Angell, a Regents' Professor in ASU’s School of Molecular Sciences, has spent a good portion of his distinguished career tracking down some of water’s more curious physical properties. In a new piece of research published in Science on March 8, Angell and colleagues from the University of Amsterdam have, for the first time, observed one of the more intriguing properties predicted by water theoreticians — that, on sufficient super-cooling and under specific conditions, it will suddenly change from one liquid to a different one.

The new liquid is still water but now has a lower density with a different arrangement of the hydrogen bonded molecules, with stronger bonding making it a more viscous liquid.

“It has nothing to do with ‘polywater,’” Angell said, recalling a scientific fiasco of many decades ago. The new phenomenon is a liquid-liquid phase transition, and until now it had only been seen in computer simulations of water models.  

The problem with observing this phenomenon directly in real water is that shortly before the theory says it should happen, the real water suddenly crystallizes to ice. This “crystallization curtain” has held up progress in understanding water physics and water in biology for decades.

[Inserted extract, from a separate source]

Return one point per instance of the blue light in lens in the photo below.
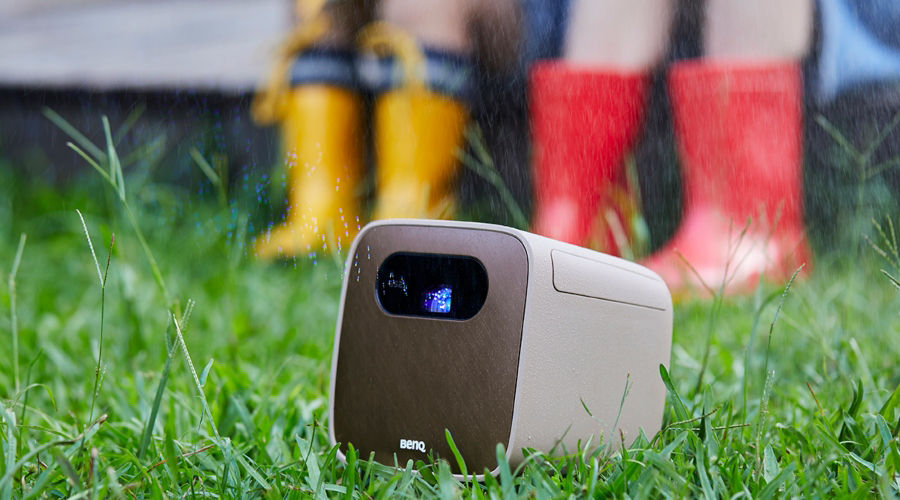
(437, 300)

“The domain between this crystallization temperature and the much lower temperature at which glassy water (formed by deposition of water molecules from the vapor) crystallizes during heating has been known as a ‘no-man’s land,’” Angell said. “We found a way to pull aside the crystallization curtain just enough to see what happens behind — or more correctly, below — it."

Phase transitions of water are important to understand for a multitude of applications. For example, the well-known and destructive heaving of concrete roads and footpaths in winter is due to the phase transition from water to ice under the concrete. The phase transition between liquid states, described in the current work, has much in common with the transition to ice but it occurs at a much lower temperature, about -90 C (-130 F), and only under super-cooled conditions, so it is likely to remain mostly a scientific curiosity for the foreseeable future.

Angell explained that a couple of years ago he and his research associate Zuofeng Zhao were studying the thermal behavior of a special type of “ideal” aqueous solution they had been using to explore the folding and unfolding of globular proteins. They wanted to observe these solutions’ ability to supercool and then vitrify. Seeking the limit to the glassy domain, they added extra water to enhance the probability of ice crystallization and found that instead of finally evolving heat as ice crystallized (leaving a residual unfrozen solution) as is normally found when cooling saline solutions, it actually gave off heat to form a new liquid phase.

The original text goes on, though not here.